APHIS report takes preliminary look at bird flu epidemiology

APHIS report takes preliminary look at bird flu epidemiology

Report includes initial findings through June 5 from investigations of more than 80 commercial poultry farms

In a preliminary epidemiology report on the spread of highly pathogenic avian influenza, USDA's Animal and Plant Health Inspection Service said this week that there are likely several ways the virus could be transmitted between birds and farms, including lapses in biosecurity practices and environmental factors.

The report includes initial findings through June 5 from investigations of more than 80 commercial poultry farms.

No trespassing signs are posted on the edge of a field at a poultry farm operated by Daybreak Foods which has been designated 'bio security area' on May 17, 2015, near Eagle Grove, Iowa. (Photo by Scott Olson/Getty Images)

Despite the identification of several possible transmission methods, APHIS said it cannot associate HPAI transmission with one factor or group of factors in a statistically significant way at this time, and will continue to update this report regularly as more analyses are completed.

Related: Avian flu timeline: A recap of HPAI headlines

APHIS scientists believe wild birds were responsible for introducing HPAI into commercial poultry.
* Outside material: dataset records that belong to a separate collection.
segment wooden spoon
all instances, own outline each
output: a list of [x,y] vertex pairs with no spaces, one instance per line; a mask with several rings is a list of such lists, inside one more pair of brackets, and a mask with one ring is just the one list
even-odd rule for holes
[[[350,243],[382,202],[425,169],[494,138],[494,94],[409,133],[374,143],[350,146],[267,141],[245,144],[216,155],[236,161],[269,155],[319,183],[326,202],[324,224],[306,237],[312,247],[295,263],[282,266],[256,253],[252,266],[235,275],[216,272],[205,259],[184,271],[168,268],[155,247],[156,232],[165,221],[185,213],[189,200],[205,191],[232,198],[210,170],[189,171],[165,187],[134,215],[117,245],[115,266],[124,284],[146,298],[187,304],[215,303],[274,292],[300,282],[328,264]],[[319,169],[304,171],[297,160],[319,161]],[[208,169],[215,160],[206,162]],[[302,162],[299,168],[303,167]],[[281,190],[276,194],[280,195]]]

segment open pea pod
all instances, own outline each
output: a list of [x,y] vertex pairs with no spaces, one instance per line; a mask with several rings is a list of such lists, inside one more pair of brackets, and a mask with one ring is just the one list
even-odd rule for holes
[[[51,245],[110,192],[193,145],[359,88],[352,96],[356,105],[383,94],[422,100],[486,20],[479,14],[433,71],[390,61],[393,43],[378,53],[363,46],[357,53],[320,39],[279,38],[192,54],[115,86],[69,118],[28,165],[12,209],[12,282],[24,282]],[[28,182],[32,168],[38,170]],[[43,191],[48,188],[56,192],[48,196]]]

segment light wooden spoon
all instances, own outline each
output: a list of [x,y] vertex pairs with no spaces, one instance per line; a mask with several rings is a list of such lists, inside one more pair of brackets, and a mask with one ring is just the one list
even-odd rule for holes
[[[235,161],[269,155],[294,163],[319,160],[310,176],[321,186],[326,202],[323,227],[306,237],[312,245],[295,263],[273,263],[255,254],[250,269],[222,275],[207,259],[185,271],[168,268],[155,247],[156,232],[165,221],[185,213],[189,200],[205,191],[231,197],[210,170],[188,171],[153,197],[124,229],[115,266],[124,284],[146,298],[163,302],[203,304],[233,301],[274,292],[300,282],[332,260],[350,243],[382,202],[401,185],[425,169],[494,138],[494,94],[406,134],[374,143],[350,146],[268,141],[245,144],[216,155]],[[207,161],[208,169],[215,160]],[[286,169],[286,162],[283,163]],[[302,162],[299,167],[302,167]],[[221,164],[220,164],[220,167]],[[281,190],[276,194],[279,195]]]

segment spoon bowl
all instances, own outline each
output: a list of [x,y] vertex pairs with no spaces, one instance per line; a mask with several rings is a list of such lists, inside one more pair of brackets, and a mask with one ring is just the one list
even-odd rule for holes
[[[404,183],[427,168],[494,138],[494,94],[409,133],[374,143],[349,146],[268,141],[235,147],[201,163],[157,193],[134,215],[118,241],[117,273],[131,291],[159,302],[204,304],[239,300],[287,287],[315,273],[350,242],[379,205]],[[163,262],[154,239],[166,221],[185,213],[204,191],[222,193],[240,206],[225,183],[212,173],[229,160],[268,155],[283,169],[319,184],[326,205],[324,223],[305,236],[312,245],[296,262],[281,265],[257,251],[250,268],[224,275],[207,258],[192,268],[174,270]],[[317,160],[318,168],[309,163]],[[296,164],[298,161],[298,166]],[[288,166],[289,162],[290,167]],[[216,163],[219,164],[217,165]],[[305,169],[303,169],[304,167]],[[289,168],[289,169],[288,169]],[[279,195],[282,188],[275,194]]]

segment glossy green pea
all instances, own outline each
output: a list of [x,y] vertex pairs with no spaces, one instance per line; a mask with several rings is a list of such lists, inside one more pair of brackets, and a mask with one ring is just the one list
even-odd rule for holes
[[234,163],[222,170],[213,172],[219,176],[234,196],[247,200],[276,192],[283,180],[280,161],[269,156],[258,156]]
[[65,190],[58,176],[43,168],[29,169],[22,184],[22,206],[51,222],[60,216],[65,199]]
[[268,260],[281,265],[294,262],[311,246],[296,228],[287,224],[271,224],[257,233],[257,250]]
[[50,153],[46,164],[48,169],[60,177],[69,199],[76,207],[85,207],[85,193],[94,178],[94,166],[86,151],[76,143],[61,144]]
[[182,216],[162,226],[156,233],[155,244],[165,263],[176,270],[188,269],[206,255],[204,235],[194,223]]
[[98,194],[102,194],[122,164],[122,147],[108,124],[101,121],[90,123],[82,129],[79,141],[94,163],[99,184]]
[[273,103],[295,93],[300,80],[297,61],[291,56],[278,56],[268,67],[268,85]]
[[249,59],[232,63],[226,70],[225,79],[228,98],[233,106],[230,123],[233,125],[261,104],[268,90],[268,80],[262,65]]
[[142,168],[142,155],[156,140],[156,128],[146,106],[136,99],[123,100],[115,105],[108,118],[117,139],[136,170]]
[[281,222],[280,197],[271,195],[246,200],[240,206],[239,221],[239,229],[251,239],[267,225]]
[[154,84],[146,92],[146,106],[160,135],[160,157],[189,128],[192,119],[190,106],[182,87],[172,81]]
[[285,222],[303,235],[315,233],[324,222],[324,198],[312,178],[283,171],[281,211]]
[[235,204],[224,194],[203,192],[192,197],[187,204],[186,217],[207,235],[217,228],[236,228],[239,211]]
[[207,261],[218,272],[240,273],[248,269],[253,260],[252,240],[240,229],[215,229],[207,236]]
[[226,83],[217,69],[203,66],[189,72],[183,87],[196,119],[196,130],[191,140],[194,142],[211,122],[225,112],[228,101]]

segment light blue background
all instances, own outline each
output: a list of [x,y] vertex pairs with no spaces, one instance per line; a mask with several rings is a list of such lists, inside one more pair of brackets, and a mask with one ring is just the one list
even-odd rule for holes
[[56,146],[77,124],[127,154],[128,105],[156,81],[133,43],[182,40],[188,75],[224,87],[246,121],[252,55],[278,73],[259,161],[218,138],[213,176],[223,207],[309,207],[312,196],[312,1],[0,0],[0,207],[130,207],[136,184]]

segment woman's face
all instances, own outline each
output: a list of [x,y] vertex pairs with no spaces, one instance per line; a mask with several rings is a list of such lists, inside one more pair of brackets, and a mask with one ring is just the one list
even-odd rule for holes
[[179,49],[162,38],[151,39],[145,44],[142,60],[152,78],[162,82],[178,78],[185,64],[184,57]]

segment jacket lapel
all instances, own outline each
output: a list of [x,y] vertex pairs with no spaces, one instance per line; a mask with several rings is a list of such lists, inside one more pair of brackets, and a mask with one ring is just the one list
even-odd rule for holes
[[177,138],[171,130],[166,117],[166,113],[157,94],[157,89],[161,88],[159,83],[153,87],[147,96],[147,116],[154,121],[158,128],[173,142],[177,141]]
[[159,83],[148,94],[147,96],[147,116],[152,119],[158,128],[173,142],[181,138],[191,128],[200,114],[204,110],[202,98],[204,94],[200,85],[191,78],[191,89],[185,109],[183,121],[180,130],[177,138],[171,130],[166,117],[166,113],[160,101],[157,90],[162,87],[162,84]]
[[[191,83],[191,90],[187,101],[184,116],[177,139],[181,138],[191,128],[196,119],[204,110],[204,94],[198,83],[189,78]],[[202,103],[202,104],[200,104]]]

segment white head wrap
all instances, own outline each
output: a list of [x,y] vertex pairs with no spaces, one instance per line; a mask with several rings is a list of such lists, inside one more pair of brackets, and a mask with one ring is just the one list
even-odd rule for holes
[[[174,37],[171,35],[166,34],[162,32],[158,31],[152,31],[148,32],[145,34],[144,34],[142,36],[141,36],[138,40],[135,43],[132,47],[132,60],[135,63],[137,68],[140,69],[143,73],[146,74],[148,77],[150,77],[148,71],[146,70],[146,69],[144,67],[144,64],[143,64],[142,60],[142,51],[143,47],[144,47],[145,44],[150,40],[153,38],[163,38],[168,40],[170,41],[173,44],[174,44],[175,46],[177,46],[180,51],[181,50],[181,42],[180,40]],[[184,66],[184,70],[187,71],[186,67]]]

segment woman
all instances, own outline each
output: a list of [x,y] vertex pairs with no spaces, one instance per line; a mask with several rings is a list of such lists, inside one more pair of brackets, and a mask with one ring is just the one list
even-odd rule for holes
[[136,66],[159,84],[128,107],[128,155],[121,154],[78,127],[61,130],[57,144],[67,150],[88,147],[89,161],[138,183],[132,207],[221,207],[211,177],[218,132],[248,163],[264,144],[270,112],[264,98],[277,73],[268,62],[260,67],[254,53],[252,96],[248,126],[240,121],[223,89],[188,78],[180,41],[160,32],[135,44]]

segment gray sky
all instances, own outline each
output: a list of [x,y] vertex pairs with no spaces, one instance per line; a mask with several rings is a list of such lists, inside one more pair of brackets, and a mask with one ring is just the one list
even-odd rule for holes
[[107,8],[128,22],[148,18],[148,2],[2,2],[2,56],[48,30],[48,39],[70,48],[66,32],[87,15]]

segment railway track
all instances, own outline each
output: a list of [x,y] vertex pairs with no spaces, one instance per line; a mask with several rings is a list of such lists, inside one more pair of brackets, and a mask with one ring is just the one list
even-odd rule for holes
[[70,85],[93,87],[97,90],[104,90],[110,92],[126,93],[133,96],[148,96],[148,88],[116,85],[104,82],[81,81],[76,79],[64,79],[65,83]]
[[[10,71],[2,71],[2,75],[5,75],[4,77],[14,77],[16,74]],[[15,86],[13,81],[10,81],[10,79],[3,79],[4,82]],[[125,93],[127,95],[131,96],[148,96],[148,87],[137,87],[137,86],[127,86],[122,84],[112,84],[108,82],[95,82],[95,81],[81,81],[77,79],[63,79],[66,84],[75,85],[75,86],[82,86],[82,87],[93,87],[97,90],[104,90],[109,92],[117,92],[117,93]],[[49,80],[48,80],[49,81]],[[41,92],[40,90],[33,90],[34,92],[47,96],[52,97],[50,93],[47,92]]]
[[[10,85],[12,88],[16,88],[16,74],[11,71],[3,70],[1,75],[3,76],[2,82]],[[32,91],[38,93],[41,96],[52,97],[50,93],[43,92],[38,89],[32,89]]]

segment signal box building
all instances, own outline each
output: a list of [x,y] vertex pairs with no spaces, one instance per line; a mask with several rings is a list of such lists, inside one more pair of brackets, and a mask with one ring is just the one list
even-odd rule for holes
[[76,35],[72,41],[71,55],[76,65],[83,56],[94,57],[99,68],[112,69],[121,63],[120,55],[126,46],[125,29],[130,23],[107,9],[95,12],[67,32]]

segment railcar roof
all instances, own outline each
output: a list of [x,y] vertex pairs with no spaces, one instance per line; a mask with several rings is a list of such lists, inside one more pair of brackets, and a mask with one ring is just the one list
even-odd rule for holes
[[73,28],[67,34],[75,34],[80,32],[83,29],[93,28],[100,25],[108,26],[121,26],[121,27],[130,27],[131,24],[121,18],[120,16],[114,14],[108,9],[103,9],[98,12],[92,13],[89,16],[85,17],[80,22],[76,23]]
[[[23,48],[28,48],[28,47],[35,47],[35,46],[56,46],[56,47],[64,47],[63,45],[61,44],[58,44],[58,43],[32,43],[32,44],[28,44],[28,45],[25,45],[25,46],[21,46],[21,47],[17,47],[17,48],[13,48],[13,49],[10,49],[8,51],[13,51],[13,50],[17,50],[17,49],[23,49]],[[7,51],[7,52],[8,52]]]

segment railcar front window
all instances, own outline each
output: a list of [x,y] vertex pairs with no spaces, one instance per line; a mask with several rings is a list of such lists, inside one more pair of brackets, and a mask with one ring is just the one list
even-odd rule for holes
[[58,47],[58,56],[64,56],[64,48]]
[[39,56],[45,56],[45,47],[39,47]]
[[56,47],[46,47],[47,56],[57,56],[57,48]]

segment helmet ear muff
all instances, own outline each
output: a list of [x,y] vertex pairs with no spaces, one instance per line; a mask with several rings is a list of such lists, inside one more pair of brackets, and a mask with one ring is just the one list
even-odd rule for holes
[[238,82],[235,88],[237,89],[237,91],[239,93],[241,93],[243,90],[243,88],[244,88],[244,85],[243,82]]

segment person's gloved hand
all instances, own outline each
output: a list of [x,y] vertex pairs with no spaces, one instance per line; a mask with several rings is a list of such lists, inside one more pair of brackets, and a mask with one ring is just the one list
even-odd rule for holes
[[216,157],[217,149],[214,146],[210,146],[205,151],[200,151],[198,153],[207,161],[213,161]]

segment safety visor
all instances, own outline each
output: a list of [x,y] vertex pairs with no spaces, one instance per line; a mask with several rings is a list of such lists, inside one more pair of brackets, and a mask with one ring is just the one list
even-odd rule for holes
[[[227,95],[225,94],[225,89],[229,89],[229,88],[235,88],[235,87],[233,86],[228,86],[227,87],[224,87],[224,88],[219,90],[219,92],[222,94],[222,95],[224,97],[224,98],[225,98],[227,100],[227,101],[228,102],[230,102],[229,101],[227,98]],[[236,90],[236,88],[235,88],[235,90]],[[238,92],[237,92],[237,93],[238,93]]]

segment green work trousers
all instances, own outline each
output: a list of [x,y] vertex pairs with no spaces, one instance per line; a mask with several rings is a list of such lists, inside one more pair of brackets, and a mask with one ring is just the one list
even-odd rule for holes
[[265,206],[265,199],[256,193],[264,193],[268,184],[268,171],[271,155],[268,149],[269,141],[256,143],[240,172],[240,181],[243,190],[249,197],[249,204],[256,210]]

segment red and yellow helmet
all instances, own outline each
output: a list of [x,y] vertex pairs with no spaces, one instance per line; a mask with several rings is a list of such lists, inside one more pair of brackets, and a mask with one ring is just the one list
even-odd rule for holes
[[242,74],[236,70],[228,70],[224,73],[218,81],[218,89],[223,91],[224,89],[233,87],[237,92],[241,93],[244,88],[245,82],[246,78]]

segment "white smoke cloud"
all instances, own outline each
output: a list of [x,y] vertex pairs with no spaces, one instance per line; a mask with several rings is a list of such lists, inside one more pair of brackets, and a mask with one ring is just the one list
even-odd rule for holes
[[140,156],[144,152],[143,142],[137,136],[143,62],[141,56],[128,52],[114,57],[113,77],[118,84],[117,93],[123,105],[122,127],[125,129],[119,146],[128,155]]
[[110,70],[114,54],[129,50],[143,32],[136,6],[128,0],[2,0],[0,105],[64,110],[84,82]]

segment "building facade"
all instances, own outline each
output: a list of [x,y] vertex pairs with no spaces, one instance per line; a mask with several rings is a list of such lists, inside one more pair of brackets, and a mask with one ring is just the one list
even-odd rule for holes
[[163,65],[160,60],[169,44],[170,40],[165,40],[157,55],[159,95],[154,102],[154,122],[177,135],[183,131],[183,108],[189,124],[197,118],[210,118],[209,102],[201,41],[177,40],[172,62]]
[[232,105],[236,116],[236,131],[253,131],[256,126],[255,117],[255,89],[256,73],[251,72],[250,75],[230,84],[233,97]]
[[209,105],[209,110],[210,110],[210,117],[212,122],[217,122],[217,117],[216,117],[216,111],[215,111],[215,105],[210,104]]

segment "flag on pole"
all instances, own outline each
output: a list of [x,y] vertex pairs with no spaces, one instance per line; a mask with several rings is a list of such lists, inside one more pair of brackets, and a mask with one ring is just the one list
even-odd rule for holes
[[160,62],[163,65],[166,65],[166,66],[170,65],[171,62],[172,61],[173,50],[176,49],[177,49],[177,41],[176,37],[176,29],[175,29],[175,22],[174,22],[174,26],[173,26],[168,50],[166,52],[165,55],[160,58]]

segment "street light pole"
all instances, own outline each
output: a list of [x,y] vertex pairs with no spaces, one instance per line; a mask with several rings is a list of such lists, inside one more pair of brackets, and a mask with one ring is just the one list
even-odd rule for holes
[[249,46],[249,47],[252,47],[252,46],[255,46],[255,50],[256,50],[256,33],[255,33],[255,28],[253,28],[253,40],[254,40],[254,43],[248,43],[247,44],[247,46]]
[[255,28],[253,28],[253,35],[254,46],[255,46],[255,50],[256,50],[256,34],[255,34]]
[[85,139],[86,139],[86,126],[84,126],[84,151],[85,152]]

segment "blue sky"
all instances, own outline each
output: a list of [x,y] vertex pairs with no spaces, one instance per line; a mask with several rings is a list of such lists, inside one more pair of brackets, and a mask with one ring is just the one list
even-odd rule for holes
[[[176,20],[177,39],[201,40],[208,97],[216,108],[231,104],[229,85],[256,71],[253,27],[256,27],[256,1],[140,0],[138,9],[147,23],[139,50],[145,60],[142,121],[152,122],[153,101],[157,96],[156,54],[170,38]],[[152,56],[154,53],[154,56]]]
While wild birds are the original pathway for the virus' introduction into the United States, it appears the virus was spreading in other ways as well, given the number and proximity of farms affected by HPAI.

The report provides evidence that a certain cluster of farms was affected by identical viruses, pointing to possible transmission among those farms. In addition, genetic analyses of the HPAI viruses suggest that independent introductions as well as transmission between farms were occurring in several states concurrently.

For example, APHIS has observed the following: sharing of equipment between an infected and non-infected farm; employees moving between infected and non-infected farms; lack of cleaning and disinfection of vehicles moving between farms; and reports of rodents or small wild birds inside the poultry houses.


Based on an analysis by APHIS, environmental factors may also play a part in transmitting HPAI. APHIS found that air samples collected outside of infected poultry houses contain virus particles, indicating that the virus could be transmitted by air.

Related: How bird flu may impact consumers' poultry purchasing plans

Preliminary analysis of wind data shows a relationship between sustained high winds and an increase in the number of infected farms approximately five days later. APHIS is conducting additional analyses to better characterize environmental factors that may contribute to virus spread.

APHIS said it plans to continue sharing what it learns with state and industry partners through regular conversations and meetings, including an Industry/USDA/State Animal Health Meeting in July where the agency will focus specifically on biosecurity.

APHIS will continue to host monthly calls with state agriculture officials, weekly calls with industry and state veterinary officials, and daily calls with officials in HPAI-affected states.